Les travaux des spécialistes le montrent : la structuration d’une simulation pour favoriser l’apprentissage gagne à être cyclique et ternaire. Pour reprendre les termes de Garcia-Carbonnel et alii, (2001), s’appuyant sur les travaux de Kolb (1984) :

Students participants apply their knowledge or skills to the currents experience and perceive a real feeling of success or failure on seeing the results of their performance. For there to be a change in attitude, behavior or knowledge, learning must be cyclical in which, for example, there is a phase of concrete experience followed by observation and reflexion on that experience, then a phase of abstract conceptualization followed by new experimentation – and the cycle repeats itself. In simulation and gaming, the cycle of experience is simulated and therefore can be manipulated by the teacher/facilitator for pedagogical purposes.

Cette structuration cyclique se retrouve dans les travaux des didacticiens s’inspirant des neurosciences (Trocmé-Fabre, 1999). Cette dernière préconise une structuration ternaire des activités d’apprentissage, pour soutenir le travail cognitif des apprenants. Une tâche centrale est ainsi encadrée d’une phase de sensibilisation active, puis suivie d’une phase de retour réflexif et élaboratif.

On voit ainsi que si l’on a choisi la méthodologie de la simulation comme moyen de structurer un programme de cours, ou de séminaire, d’un point de vue volume horaire, l’activité propre de simulation des événements de communication retenus n’occupera sans doute qu’environ la moitié du temps. Le reste sera consacré en partie aux activités préparatoires liées à la construction du cadre et en majeure partie aux activités réflexives ou exploratoires, de type linguistique ou pragmatique, en amont, puis en aval du moment de simulation. À cela s’ajoute le temps nécessaire à l’ouverture et à la clôture d’une session de formation : présentation du programme, des participants et du "contrat" de simulation spécifiant le rôle de l’animateur et les règles du jeu, et en dernier lieu, le bilan de la formation.

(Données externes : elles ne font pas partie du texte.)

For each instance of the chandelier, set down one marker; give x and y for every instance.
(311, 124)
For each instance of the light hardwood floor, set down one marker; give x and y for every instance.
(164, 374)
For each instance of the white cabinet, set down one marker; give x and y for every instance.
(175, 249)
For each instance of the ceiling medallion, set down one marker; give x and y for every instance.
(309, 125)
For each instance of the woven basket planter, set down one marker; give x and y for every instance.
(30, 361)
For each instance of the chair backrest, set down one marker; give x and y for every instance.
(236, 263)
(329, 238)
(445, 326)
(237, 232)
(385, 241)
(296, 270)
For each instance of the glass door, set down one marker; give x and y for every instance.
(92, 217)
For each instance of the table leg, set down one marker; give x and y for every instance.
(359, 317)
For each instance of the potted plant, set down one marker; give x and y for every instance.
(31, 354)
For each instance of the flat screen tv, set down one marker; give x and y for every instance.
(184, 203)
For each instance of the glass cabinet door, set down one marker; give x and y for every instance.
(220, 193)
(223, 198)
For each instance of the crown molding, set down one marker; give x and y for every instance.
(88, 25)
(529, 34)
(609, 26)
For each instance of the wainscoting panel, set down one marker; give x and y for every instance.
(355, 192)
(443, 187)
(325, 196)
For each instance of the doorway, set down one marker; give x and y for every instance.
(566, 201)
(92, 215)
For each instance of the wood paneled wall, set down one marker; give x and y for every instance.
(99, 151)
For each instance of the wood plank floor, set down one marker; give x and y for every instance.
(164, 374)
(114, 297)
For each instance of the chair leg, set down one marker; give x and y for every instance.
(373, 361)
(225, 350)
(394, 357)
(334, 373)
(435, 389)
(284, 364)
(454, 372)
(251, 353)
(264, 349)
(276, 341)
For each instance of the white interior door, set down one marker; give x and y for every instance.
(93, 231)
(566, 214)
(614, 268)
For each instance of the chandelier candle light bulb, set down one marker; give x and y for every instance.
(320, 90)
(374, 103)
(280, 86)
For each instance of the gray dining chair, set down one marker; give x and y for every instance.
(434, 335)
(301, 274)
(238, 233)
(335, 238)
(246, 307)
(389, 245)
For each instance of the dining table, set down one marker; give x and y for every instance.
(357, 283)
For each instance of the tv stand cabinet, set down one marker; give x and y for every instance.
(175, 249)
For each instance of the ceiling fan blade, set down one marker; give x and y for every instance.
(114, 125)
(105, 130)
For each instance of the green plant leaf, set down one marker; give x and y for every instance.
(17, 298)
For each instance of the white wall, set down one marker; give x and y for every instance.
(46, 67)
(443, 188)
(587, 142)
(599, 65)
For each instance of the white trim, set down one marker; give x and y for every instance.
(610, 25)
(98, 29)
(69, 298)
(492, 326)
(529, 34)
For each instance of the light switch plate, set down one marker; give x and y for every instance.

La pertinence des activités de simula tion : pistes de réflexion

La modélisation d’une communication professionnelle

Cette question se pose avec une acuité particulière dans les simulations portant sur des domaines de spécialité. On peut imaginer l’importance de cette question de "validation" du modèle (Feinstein & Cannon, 2003) dans les domaines scientifiques, mais aussi en formation continue lorsque l’on forme des diplomates par exemple à la négociation multilatérale. Il faut que les paramètres du système simulé soient suffisamment pertinents par rapport au système de référence pour produire dans la dynamique de la simulation les problématiques et les productions interactives et textuelles typiques de la situation à laquelle on veut entraîner les participants. Il me semble que même si dans un contexte d’apprentissage des langues, le degré de pertinence professionnelle peut être amoindri, puisque les savoir-faire en soi ne sont pas l’objectif des formations linguistiques, mais leur réalisation en langue étrangère, ce critère va influer grandement sur la qualité du programme proposé. Les réalisations linguistiques sont indissociables des savoir-faire sous-jacents. La pratique montre d’ailleurs que les institutions commanditaires sont très sensibles, dans l’examen des programmes qui leur sont proposés, à cette pertinence. Sans tomber dans le réalisme le plus plat, ni renoncer à la dimension fictive, il s’agit de sélectionner des interactions précises, avec les participants légitimes selon la situation, et de mettre à disposition la phraséologie et la terminologie idoine. Tout cela suppose de la part de l’intervenant une préparation documentaire préalable, parfois complétée par une recherche sur le terrain, et des contacts avec des experts du domaine. Bref, il lui faut, dans les cas les plus pointus, pratiquer une véritable "didactique d’investigation".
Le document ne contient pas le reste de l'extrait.